3) Suspected or confirmed pulmonary tuberculosis, smear-negative but NAAT pending or negative

  • Continue airborne precautions until tuberculosis is ruled out or an alternative diagnosis is made. Decisions should follow clinician and public health advice.
  • If NAAT negative and clinical suspicion falls, public health may de-escalate. Document the rationale. Avoid prolonged isolation beyond what is needed, to protect psychosocial wellbeing.

4) Extrapulmonary tuberculosis without pulmonary involvement

  • Airborne isolation is not typically required unless there are cough, laryngeal disease, or drainage procedures that aerosolise secretions. Use standard precautions and procedure-specific protection. Confirm with public health.

5) Latent tuberculosis infection in residents or staff

  • No isolation is needed. The person is not infectious. Offer preventive treatment according to national guidance and drug interactions. Counsel on symptoms and adherence. Monitor for hepatotoxicity, which is more common in older adults.
  • For staff, follow current guidance on baseline screening and post-exposure testing. Routine annual testing is not recommended unless there was exposure or ongoing transmission.

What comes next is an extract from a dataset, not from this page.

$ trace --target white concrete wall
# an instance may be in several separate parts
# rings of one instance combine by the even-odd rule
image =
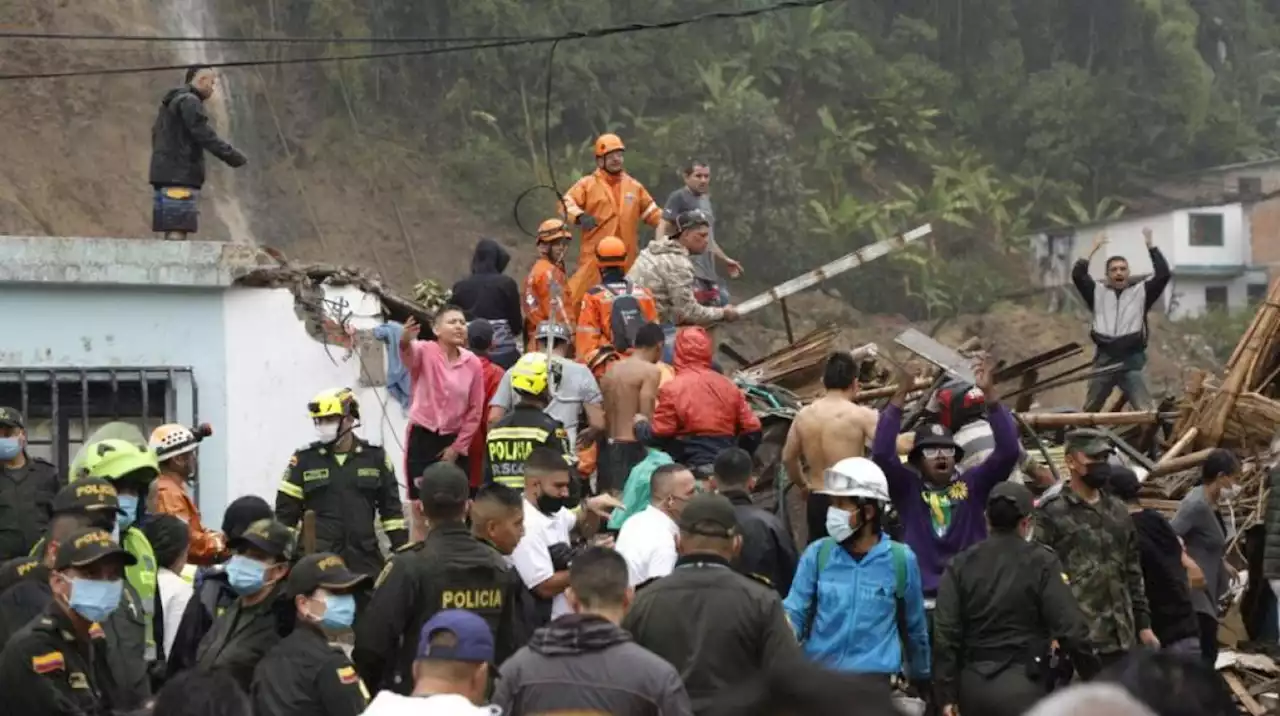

6) Facility-wide actions during and after a case

  • Activate your written tuberculosis infection control plan. Include rapid triage of cough, airborne precautions, and pathways for transfer.
  • Audit PPE use and N95 fit-testing for all clinical staff. Provide PAPR access for those not fit-testable.
  • Review ventilation performance in resident rooms and common areas. Add HEPA units where needed. Reduce resident crowding.
  • Train staff to recognize atypical tuberculosis in elders, such as weight loss, low-grade fever, or functional decline without a clear cause. Link to a fast diagnostic pathway with sputum collection onsite.
  • Maintain tight documentation, including isolation start and stop dates, clinical criteria, and public health communications. Use the least restrictive isolation that still protects others, as required by regulatory guidance.

Conclusion

Undermanagement of tuberculosis in a nursing home can result in avoidable deaths, prolonged outbreaks, and regulatory consequences. Older adults are at higher risk of disease progression, poorer outcomes, and increased mortality once infection occurs. Rapid detection, strict airborne isolation, and consistent use of personal protective equipment are essential to protect both residents and staff. Close collaboration with public health authorities ensures quicker containment of outbreaks. Addressing latent infections through preventive treatment helps reduce the reservoir of future cases. Effective management requires precision and timely action, which ultimately saves lives.